18 nov. 2007

Potencia sin control...

Después de haber jugado como nunca en su vida David Ferrer, ha jugado hoy por méritos propios la final del Masters 2007. Frente a él, el probablemente mejor jugador de todos los tiempos, Roger Federer.

Ayer comentaba a mis amigos que hoy se vería si Ferrer tenía madera de campeón o no. He visto casi todos los partidos de este Master, además de los 2 últimos Master Series (Madrid y París), con lo cual opinaba que a falta de Nalbandián, Ferrer era claramente el jugador más en forma de todos.

Pero el estado de forma no lo es todo en el tenis, hay una cosa que se llama cerebro, y ahí es donde hoy Ferrer ha fallado. Sin desmerecer el partidazo de Federer, que se ha crecido desde que perdió el primer partido, un toque de atención importante a un Federer que en los últimos tiempos lo he visto demasiado relajado ante falta de rivales que le hicieran sudar la camiseta.

Ferrer en todo el torneo ha hecho muy pocos errores no forzados y hoy ha hecho un montón, y resalto lo de NO FORZADOS, porque esos no dependen de quién tengas delante, dependen de tu cabeza.

Hoy ha sido el examen y hemos salido de dudas, he vuelto a ver al Ferrer que rompe una raqueta por haber perdido un set, acto humillante para cualquier amante del tenis, parece que este señor solo sabe comportarse cuando gana, pues allá él, a mí nunca me han tirado los colores y si veo un Nadal - Federer, quiero que gane el que juegue mejor, me importa una mierda el país de origen.
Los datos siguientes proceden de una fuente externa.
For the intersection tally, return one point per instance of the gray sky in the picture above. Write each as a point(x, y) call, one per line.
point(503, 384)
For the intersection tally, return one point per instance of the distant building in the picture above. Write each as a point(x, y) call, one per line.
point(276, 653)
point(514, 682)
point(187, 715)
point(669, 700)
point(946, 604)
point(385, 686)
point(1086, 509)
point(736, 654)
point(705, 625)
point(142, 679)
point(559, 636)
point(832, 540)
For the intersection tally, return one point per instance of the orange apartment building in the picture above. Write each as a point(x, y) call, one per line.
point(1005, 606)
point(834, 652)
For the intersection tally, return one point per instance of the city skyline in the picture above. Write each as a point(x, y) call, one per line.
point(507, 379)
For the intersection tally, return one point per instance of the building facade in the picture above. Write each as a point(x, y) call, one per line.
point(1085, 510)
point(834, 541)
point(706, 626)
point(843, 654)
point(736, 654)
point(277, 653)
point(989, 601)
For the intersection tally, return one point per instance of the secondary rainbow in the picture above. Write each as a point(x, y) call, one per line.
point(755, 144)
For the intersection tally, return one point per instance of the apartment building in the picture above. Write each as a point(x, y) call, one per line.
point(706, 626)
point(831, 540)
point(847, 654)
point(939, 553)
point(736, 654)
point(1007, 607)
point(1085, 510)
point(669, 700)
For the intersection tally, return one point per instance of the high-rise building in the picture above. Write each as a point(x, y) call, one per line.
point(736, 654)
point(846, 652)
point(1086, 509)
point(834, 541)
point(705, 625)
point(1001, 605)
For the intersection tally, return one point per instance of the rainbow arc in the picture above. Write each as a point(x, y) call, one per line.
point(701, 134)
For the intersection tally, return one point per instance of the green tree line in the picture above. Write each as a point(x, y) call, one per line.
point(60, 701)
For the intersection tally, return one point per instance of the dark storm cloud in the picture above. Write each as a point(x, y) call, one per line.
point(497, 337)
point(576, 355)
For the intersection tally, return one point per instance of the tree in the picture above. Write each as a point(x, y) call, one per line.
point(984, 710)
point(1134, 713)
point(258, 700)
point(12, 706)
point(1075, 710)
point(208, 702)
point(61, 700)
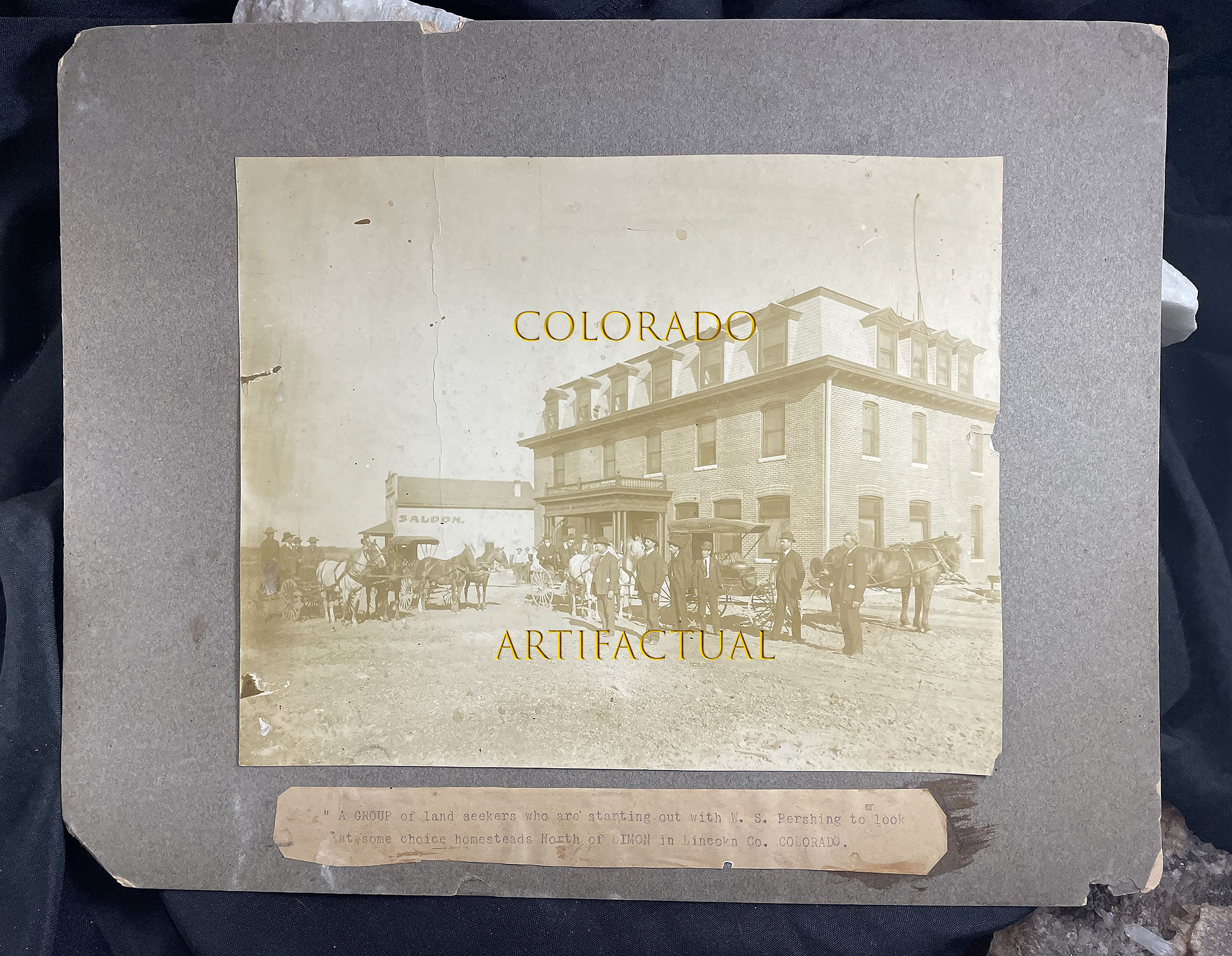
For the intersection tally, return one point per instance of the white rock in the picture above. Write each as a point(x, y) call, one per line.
point(1150, 940)
point(431, 19)
point(1179, 315)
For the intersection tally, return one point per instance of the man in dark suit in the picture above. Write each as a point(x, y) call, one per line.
point(788, 579)
point(709, 584)
point(848, 593)
point(605, 583)
point(650, 574)
point(679, 582)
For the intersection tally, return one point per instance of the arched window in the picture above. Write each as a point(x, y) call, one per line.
point(919, 521)
point(873, 429)
point(977, 533)
point(977, 451)
point(919, 439)
point(870, 523)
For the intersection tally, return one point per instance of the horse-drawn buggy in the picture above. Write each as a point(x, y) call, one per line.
point(747, 584)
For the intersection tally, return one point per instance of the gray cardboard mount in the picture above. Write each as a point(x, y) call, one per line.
point(152, 120)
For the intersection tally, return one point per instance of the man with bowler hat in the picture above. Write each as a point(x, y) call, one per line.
point(651, 572)
point(604, 583)
point(709, 584)
point(679, 580)
point(847, 594)
point(788, 578)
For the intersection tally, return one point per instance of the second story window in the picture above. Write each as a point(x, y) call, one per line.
point(773, 345)
point(618, 398)
point(919, 439)
point(887, 350)
point(711, 365)
point(919, 360)
point(705, 444)
point(943, 368)
point(871, 430)
point(773, 431)
point(965, 382)
point(661, 381)
point(870, 523)
point(977, 451)
point(655, 454)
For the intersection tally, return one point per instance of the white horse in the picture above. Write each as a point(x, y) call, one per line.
point(580, 584)
point(343, 578)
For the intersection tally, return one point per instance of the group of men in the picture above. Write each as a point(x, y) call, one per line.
point(849, 579)
point(287, 559)
point(650, 568)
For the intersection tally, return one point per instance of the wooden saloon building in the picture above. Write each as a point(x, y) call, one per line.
point(837, 415)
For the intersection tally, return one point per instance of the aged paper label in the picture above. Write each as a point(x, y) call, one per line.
point(863, 831)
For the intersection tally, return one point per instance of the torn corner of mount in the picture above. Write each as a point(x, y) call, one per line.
point(1179, 307)
point(431, 19)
Pero si veo un Ferrer - Federer, quiero que también gane el mejor, pero me alegro más si gana un tío al que no he visto nunca romper una raqueta por estar cabreado (ya tiraré de youtube para ver si estoy diciendo una tontería).

En cuanto al tenis que más me interesa, hoy tengo unas agujetas de nivel en mis piernas, parezco un abuelito cuando subo las escaleras... ayer partido de la máxima tensión durante más de 2 horas a una temperatura demasiado fría para mi gusto, aún así di todo lo que tenía dentro y pese a perder el primer set por 6-3 e ir perdiendo en el segundo por 5-3, conseguí recuperar hasta el 5-6 y ganar un tie-break en el que perdía por 5-2, no quise rendirme y el esfuerzo tuvo recompensa.